Monday, March 15, 2004

Today’s post is brought to you by the fact that I just really don’t want to do my English final. So instead, a story about my bathroom spider.

About 80 years ago our downstairs bathroom was a little pantry thing. It was just a tiny dent in the wall with a door over it that the cook would put canned goods in. Then, years later, for absurd reasons unknown, someone decided to pull out the shelves and put a toilet and a sink in there. I’m thinking that this happened during the depression when the Virtue family that lived here was starving. They didn’t have food, so why have a pantry?
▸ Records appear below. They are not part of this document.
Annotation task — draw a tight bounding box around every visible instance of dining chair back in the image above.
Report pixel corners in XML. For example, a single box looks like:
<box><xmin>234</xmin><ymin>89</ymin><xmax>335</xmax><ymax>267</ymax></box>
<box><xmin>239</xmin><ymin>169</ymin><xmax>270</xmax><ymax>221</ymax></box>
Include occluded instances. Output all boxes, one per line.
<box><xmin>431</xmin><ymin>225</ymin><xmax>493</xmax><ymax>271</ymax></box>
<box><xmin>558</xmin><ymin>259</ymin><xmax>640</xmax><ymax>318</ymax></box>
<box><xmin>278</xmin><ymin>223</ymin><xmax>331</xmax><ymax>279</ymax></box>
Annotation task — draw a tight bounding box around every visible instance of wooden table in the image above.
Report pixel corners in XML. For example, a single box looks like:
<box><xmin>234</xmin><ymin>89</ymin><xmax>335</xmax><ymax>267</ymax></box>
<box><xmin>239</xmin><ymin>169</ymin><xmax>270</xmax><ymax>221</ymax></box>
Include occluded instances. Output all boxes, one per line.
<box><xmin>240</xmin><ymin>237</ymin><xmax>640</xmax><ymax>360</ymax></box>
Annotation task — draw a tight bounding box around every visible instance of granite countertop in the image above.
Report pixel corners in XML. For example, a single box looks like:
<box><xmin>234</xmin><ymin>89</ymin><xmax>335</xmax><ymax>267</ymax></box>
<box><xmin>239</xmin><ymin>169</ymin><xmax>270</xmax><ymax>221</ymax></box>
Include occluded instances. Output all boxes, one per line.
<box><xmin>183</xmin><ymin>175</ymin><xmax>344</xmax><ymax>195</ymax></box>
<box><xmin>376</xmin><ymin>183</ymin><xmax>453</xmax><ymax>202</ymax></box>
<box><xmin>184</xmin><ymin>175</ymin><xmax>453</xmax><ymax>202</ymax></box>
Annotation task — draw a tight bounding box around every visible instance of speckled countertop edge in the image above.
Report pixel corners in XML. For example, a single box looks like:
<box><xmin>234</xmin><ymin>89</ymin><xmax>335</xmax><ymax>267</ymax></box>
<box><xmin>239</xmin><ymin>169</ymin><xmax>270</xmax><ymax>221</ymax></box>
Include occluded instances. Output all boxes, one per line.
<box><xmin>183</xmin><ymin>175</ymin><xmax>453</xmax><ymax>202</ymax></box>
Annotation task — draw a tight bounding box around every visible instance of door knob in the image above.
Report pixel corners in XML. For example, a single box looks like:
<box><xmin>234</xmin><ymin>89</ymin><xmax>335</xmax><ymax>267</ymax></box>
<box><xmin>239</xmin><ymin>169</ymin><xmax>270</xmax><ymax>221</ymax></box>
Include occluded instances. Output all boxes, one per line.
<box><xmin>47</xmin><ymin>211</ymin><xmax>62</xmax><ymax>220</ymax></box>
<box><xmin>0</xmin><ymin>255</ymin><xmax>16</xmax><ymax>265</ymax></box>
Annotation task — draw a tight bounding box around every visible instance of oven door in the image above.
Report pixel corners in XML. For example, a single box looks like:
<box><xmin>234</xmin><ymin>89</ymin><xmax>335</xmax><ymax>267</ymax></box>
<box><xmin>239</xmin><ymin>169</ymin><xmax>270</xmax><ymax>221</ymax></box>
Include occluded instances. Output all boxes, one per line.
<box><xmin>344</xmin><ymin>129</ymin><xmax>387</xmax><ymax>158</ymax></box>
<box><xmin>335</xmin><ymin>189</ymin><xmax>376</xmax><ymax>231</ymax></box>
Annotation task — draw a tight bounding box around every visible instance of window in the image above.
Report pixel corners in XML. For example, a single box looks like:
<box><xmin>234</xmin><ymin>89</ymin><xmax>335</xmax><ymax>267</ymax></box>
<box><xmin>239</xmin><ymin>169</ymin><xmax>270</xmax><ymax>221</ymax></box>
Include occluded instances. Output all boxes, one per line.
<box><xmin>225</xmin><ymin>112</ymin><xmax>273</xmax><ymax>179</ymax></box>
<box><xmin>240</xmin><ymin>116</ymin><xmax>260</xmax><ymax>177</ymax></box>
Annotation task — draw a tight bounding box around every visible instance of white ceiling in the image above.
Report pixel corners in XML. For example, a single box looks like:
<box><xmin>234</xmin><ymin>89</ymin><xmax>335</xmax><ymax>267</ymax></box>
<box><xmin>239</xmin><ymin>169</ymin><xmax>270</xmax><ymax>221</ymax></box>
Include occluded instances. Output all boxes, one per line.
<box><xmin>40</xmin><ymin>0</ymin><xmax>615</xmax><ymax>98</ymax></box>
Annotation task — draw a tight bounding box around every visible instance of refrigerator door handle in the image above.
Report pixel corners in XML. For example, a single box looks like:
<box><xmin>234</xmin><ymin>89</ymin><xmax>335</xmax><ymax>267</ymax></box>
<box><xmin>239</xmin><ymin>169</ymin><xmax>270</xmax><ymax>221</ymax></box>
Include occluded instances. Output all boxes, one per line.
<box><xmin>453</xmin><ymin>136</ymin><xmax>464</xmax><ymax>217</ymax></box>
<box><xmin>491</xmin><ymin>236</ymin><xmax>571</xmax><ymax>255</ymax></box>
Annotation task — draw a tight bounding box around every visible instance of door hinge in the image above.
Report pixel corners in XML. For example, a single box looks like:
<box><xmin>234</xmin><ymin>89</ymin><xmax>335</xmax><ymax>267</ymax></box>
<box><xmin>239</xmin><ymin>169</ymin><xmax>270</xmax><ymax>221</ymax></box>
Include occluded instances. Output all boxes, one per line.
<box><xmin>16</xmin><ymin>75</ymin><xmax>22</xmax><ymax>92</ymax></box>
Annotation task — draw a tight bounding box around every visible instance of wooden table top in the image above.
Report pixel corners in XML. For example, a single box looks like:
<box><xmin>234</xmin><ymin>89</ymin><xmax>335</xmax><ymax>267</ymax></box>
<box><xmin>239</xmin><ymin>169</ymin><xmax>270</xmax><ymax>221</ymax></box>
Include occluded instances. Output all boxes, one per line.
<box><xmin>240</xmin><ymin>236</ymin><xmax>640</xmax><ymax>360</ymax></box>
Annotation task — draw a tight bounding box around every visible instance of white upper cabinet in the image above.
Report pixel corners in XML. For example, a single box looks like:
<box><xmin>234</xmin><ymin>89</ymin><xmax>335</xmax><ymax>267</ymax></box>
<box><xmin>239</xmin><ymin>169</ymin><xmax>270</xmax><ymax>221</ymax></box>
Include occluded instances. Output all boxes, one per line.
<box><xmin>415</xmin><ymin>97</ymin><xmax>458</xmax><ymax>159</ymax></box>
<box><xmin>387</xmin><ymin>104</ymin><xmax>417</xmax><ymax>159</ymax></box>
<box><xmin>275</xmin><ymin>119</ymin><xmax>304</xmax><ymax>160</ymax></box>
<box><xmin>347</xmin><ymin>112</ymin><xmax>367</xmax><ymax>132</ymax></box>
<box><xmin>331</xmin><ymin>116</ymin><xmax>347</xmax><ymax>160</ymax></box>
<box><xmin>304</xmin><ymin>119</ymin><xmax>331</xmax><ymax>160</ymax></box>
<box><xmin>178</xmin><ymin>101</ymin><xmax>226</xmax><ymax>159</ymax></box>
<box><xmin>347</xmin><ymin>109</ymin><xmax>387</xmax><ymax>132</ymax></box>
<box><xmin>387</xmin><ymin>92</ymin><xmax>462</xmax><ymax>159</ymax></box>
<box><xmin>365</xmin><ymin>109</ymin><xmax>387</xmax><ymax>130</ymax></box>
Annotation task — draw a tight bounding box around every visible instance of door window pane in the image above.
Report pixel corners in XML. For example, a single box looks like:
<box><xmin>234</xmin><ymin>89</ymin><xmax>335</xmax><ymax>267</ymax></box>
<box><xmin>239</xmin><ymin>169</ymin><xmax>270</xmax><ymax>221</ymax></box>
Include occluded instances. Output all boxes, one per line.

They were all skinny and starving, so it wasn’t much trouble to fit themselves into the tiny bathroom. Fast forward a few centuries, the people living in this house no longer weigh 90 lbs or less… it is now the trouble bathroom.
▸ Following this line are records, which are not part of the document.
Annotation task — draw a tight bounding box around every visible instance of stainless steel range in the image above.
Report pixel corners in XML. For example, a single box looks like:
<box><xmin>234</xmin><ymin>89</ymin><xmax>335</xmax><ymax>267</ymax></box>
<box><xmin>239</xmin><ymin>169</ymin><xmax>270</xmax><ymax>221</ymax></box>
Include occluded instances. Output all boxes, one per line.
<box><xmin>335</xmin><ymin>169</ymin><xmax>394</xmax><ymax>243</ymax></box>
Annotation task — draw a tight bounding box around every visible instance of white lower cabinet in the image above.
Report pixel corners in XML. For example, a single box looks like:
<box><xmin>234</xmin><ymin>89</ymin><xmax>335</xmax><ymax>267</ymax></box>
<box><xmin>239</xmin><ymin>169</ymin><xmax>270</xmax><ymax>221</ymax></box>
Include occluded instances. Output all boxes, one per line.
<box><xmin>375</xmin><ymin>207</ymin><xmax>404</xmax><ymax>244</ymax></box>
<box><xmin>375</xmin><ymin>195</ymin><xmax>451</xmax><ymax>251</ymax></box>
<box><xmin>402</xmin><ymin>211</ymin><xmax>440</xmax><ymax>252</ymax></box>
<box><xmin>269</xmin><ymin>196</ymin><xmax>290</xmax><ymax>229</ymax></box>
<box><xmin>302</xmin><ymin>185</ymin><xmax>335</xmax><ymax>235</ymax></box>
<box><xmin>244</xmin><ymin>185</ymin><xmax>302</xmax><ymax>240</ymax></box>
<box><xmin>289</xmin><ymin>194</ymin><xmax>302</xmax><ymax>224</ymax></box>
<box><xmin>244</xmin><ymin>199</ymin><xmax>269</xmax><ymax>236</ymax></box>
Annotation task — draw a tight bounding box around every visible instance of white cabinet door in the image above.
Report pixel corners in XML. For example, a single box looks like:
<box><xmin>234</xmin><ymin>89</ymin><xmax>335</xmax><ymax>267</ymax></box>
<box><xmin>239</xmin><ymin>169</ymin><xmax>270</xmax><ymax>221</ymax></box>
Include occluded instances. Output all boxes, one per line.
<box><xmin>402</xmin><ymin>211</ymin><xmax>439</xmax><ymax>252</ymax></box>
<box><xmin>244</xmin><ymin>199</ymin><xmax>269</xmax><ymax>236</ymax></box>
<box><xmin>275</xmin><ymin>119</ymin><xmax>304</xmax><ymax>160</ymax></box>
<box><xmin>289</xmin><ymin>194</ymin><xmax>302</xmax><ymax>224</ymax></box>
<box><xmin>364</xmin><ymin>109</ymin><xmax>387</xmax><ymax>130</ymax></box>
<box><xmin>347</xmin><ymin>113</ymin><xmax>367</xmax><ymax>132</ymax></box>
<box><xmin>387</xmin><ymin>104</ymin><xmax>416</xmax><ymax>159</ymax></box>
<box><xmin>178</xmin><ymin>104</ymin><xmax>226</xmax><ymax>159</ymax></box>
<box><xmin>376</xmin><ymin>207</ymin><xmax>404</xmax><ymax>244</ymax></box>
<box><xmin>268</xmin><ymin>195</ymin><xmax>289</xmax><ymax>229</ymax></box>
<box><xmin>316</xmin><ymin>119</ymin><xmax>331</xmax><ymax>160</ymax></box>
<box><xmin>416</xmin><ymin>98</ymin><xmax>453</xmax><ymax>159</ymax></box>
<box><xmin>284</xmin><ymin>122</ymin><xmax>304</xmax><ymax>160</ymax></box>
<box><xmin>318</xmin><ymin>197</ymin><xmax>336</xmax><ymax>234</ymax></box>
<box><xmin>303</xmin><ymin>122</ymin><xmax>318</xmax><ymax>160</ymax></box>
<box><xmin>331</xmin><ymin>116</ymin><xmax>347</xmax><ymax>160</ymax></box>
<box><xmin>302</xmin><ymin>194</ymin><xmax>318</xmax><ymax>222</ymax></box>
To get inside this bathroom is something of an obstacle. You open the door first, then turn to the side and shuffle a few steps. Once your hip hits the sink, ( it almost touches the door when closed) you have to bend your knees and shuffle. If you’ve managed to suck in and do the shuffle correctly you should find yourself on the toilet with your legs pinned neatly under the sink.

So that’s the 2x3 foot pantry/bathroom I’m sure you all wanted to hear about, now for my spider. A few months ago, I spotted a tiny spider hiding the wallpaper pattern of the bathroom. He was white with almost invisible clear legs and was just a little jumpy. I would have squished him right then and there but… well that’s just icky. I figured he’d move on to another part of the house and I’d forget about him. But no. In addition to being jumpy he was also quite voyeuristic. Every time I found myself in that tiny bathroom he was there… watching. I nick named him Tom Harrington (“Peeping Tom” … original eh?), greeted him with a little puff of air. He’d jump and I would know he was alive.
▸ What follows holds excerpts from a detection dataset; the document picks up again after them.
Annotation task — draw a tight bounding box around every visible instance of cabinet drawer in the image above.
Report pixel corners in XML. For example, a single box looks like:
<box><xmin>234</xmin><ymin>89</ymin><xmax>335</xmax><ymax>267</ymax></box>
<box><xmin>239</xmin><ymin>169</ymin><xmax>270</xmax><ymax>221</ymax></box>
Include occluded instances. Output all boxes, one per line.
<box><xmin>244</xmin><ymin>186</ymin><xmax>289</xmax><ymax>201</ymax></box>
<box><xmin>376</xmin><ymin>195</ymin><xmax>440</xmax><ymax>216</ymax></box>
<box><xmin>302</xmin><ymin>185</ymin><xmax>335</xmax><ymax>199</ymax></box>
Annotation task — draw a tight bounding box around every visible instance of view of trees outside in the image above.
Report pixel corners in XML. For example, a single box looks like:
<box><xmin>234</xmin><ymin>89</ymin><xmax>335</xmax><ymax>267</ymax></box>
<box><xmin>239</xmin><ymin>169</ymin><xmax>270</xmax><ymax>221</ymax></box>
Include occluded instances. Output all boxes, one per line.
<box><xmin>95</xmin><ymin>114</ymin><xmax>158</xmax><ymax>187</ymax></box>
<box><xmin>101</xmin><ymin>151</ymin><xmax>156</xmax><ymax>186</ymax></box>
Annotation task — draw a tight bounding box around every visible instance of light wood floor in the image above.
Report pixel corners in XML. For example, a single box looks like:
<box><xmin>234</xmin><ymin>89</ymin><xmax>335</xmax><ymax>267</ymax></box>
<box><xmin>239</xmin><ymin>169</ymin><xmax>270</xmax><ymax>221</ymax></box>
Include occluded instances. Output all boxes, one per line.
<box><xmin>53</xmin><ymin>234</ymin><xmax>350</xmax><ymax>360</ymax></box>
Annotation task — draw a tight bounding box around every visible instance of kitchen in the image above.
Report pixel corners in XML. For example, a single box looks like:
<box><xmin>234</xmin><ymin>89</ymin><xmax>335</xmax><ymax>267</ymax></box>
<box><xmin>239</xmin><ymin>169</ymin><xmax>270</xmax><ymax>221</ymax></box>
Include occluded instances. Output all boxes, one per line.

But, a few weeks ago I noticed he was missing. I don’t know if he just got sick of me puffing air at him and disrupting his web, or maybe he needed a change of scenery. A new wallpaper, a new bathroom. I may never know. (Cue dramatic soap opera-ish music. Fade to black, new scene.)

Eck, maybe he was murdered. I never considered that. Well, the point is, I am now lacking a bathroom spider. I’ll be interviewing applicants from the back corner of the basement tomorrow, but I don’t think it will be the same. No one will ever be able to replace Tom Harrington.


Military code name generator:
http://www.ubique.ch/codename/

The Generator figured this would be a good codename for my naval battle in Russia:
Rolling Flash

Watch out Russia. Operation Rolling Flash is coming your way!


Okay, now I really need to do my English final.